Ancelotti, cosa accadde alla Juve: “Montero scese dal pullman per parlarmi. Mi disse: tu non capisci”
Carlo Ancelotti sa esattamente cosa fare con i suoi calciatori alla vigilia degli appuntamenti che contano: abbassare il livello di stress e ansia dei suoi giocatori. Perché sia lui che il Real sanno come si vince, in primis con la consapevolezza dei forti. Carletto urla raramente in campo: "Pensate che ascoltino di più se gridi? No. Più gridi, meno ascoltano". Un Ancelotti calmissimo ma anche flessibile, come non era all'inizio della sua carriera di tecnico: per farlo capire svela un episodio raccontato al tempo in cui sedeva sulla panchina della Juventus (un biennio, tra il 1999 e il 2001), con protagonisti Paolo Montero e Zinedine Zidane.
Ancelotti a inizio carriera: dogmatico come il suo maestro Sacchi
Il punto di partenza del discorso è quanto dogmatico fosse il suo approccio al mestiere di allenatore all'inizio e come adesso sia profondamente diverso: "Quando ho iniziato, non ero come oggi. Avevo un sistema che ho imparato al Milan da Arrigo Sacchi. Era il 4-4-2. E per questo ho rifiutato di avere Roberto Baggio al Parma perché voleva giocare col numero 10. Ho detto: ‘No, non gioco col numero 10'. Era uno dei migliori giocatori al mondo in quel momento e io mi rifiutavo di averlo perché volevo solo giocare con due attaccanti".
La svolta con Zidane alla Juventus
Se Carletto potesse tornare indietro… "Oggi direi: ‘Baggio, vieni a Parma e organizziamo la situazione'. Invece gli ho detto: ‘Ascolta, Roberto, non c'è spazio per te', e invece è andato al Bologna. È stato un errore e ho provato a cambiare idea quando sono andato alla Juventus. Avevo Zidane, e lui era il numero 10. Avrei dovuto metterlo a destra o a sinistra? Impossibile. Zidane è il giocatore più importante della mia squadra e lui deve essere il numero 10 e io devo adattarmi. Da lì ho sempre preso in considerazione le caratteristiche dei giocatori per costruire il sistema".

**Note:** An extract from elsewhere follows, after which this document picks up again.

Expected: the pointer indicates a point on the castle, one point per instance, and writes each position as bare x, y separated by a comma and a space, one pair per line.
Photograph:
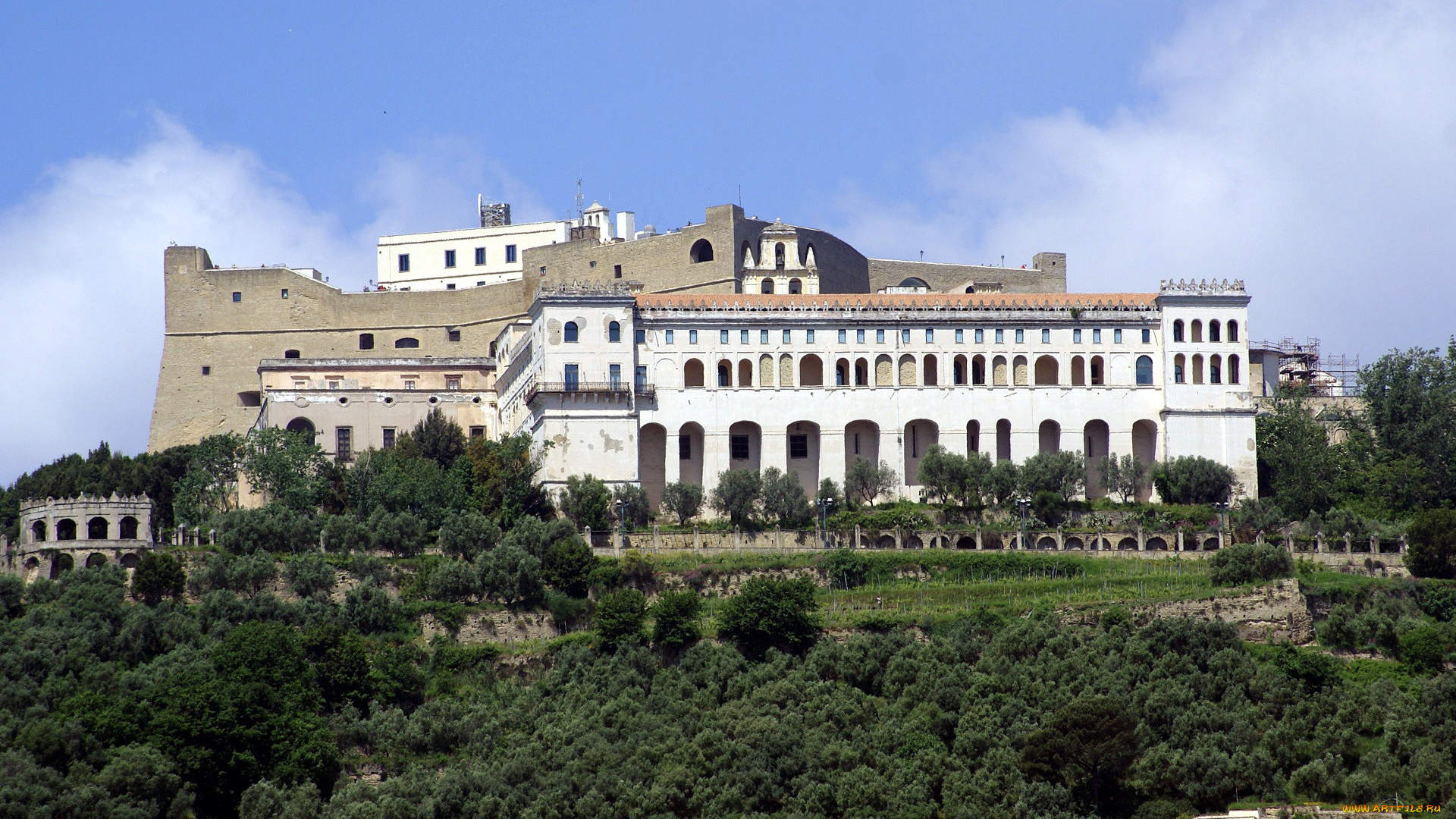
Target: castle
653, 357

Uno non vale uno, il confronto con Montero
Ancelotti capì che nello sport non sempre uno vale uno, e che essere flessibili e talora anche scendere a compromessi non strettamente calcistici è un'arte da padroneggiare bene se si vuole raggiungere i risultati più alti. E qui spuntano la Juve, Zidane e Montero: "Ci fu un'occasione alla Juventus in cui Zidane era in ritardo, ed eravamo sull'autobus in attesa di partire – racconta il 64enne tecnico emiliano al Times – Ho detto all'autista: ‘No, andiamocene'. Ma lui aveva paura e non si muoveva. Poi Paolo Montero è sceso dall'autobus per parlarmi. Gli ho detto: ‘Andiamo avanti, e poi ne parleremo'. Ma lui rispose: ‘Tu non capisci. Senza Zizou, non andremo da nessuna parte'. Quindi è allora che pensi: ‘Ok, ho bisogno di ascoltare questa cosa'. Così abbiamo aspettato".
Adattabilità, ragionevolezza e ovviamente la calma serena che è il suo punto di forza: "Il punto chiave è che ho molta passione, ma non sono ossessionato – spiega Ancelotti – Non sono ossessionato dal mio lavoro. Non lo sono mai stato, non per il calcio. Mi è piaciuto molto, come giocatore, ora come allenatore, ma non divento pazzo". Anche per questo Carletto ha vinto 6 Champions League, due da giocatore e quattro da allenatore. Un record che cercherà di accrescere sabato sera a Wembley.